Le débat budgétaire est suspendu – et maintenant ?
Ce budget ne pourra être adopté par un vote
C’est la fin d’un débat qui dure depuis le mois d’octobre, et le début d’une nouvelle séquence, peut-être totalement inédite dans l’histoire de la Ve République.
« Ce budget ne pourra être adopté par un vote. Le Premier ministre fera donc des propositions pour permettre la promulgation d’un budget de compromis. »
Il ne reste maintenant que deux options pour faire adopter le budget
Première possibilité, le recours à l’article 49.3.
Cette option obligevle gouvernement à procéder à quatre votes – l’un sur les recettes, le deuxième sur les dépenses et le troisième sur le texte complet, avant un ultime vote après le passage au Sénat. Avec, à chaque étape, le couperet de la motion de censure.
Le texte présenté par le gouvernement pour un éventuel 49.3 devrait, en théorie être établi à partir du texte adopté au Sénat (dernier texte voté). Des règles très strictes encadrent l’introduction d’amendements. Aucun article additionnel nouveau ne peut être valablement déposé, ni par les députés ni par le gouvernement.
Deuxième possibilité : L’ordonnance
Il s’agirait alors d’un texte adopté par le gouvernement en Conseil des ministres, qui ne passerait pas devant le Parlement et serait directement promulgué par le président de la République.
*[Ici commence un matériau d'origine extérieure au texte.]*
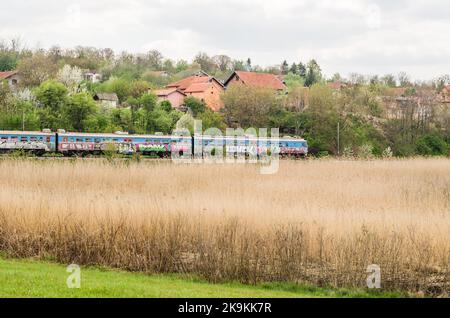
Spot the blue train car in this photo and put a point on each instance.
(37, 142)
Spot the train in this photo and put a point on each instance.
(81, 144)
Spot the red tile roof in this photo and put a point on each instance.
(253, 79)
(186, 82)
(5, 75)
(197, 88)
(167, 91)
(336, 85)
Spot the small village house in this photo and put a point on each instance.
(445, 94)
(109, 100)
(11, 77)
(202, 86)
(257, 80)
(92, 76)
(173, 95)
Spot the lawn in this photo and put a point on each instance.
(30, 278)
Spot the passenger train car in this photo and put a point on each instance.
(91, 143)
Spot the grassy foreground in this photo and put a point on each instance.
(29, 278)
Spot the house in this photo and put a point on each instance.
(109, 100)
(336, 85)
(445, 94)
(159, 73)
(252, 79)
(173, 95)
(201, 86)
(11, 77)
(92, 76)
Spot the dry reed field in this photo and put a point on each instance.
(316, 222)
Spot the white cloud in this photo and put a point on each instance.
(368, 36)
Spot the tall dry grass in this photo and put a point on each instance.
(318, 222)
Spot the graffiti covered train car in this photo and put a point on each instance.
(162, 146)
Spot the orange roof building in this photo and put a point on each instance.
(252, 79)
(174, 96)
(202, 86)
(446, 94)
(12, 77)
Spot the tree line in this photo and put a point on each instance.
(365, 116)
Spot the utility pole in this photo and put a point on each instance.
(339, 140)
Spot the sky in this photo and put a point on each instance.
(344, 36)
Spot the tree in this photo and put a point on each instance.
(211, 119)
(78, 108)
(404, 79)
(160, 120)
(247, 106)
(389, 80)
(36, 69)
(206, 63)
(148, 101)
(120, 86)
(313, 74)
(7, 62)
(52, 95)
(293, 69)
(155, 59)
(301, 70)
(284, 67)
(195, 105)
(223, 62)
(248, 65)
(138, 88)
(166, 105)
(71, 77)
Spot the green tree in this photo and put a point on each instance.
(148, 101)
(211, 119)
(313, 73)
(195, 105)
(78, 108)
(51, 95)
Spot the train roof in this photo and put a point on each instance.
(32, 133)
(112, 135)
(124, 135)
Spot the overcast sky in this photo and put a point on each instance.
(366, 36)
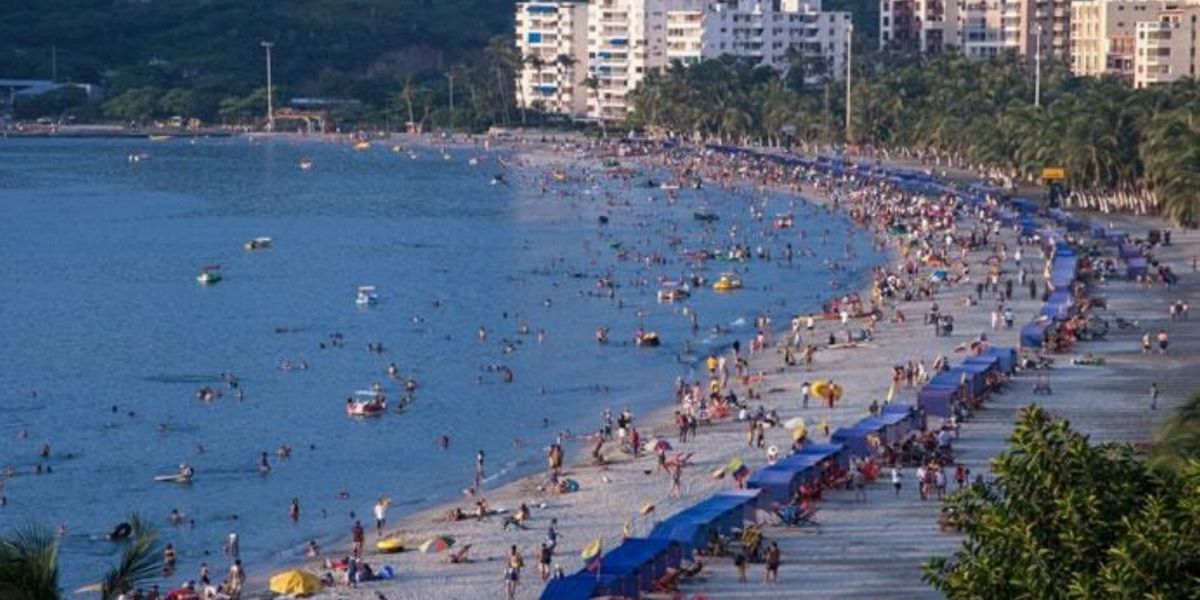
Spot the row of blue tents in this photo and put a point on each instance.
(937, 396)
(634, 567)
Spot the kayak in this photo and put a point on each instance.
(174, 479)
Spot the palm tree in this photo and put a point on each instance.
(29, 568)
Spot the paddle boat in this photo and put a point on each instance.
(366, 403)
(209, 275)
(647, 339)
(366, 297)
(258, 244)
(673, 291)
(727, 282)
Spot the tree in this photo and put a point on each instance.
(29, 565)
(1066, 519)
(135, 105)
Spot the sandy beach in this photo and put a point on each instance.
(868, 549)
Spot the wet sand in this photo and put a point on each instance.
(864, 550)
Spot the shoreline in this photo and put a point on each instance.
(532, 154)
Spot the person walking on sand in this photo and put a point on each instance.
(772, 571)
(381, 514)
(357, 537)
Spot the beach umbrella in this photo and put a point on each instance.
(295, 583)
(435, 545)
(795, 423)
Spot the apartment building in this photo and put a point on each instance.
(929, 27)
(773, 31)
(552, 40)
(617, 42)
(1165, 49)
(1103, 33)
Contrairement à toutes les autres ordonnances, un tel texte ne nécessite pas d’habilitation du Parlement et n’a pas besoin d’être ratifiée par la suite par le Parlement.
L’avantage de cette solution est la certitude que le pays aurait un budget, quel que soit le sort du gouvernement.
Cette disposition n’a jamais été utilisée dans l’histoire de la Ve République, et elle comporte, de ce fait même, de nombreuses zones d’ombre. À commencer par la question principale : sur quelle version du texte l’ordonnance doit-elle s’appuyer ? Le texte initial, déposé en octobre par le gouvernement ? le texte issu du Sénat ? un texte amendé ?
Course de vitesse
Si le gouvernement s’oriente vers le choix de l’ordonnance, la question des délais se pose et elle est épineuse : En effet, si le gouvernement est renversé par une motion de censure, il apparaîtra inimaginable qu’il puisse prendre un budget par ordonnance après son renversement, entrant alors dans le régime des « affaires courantes ».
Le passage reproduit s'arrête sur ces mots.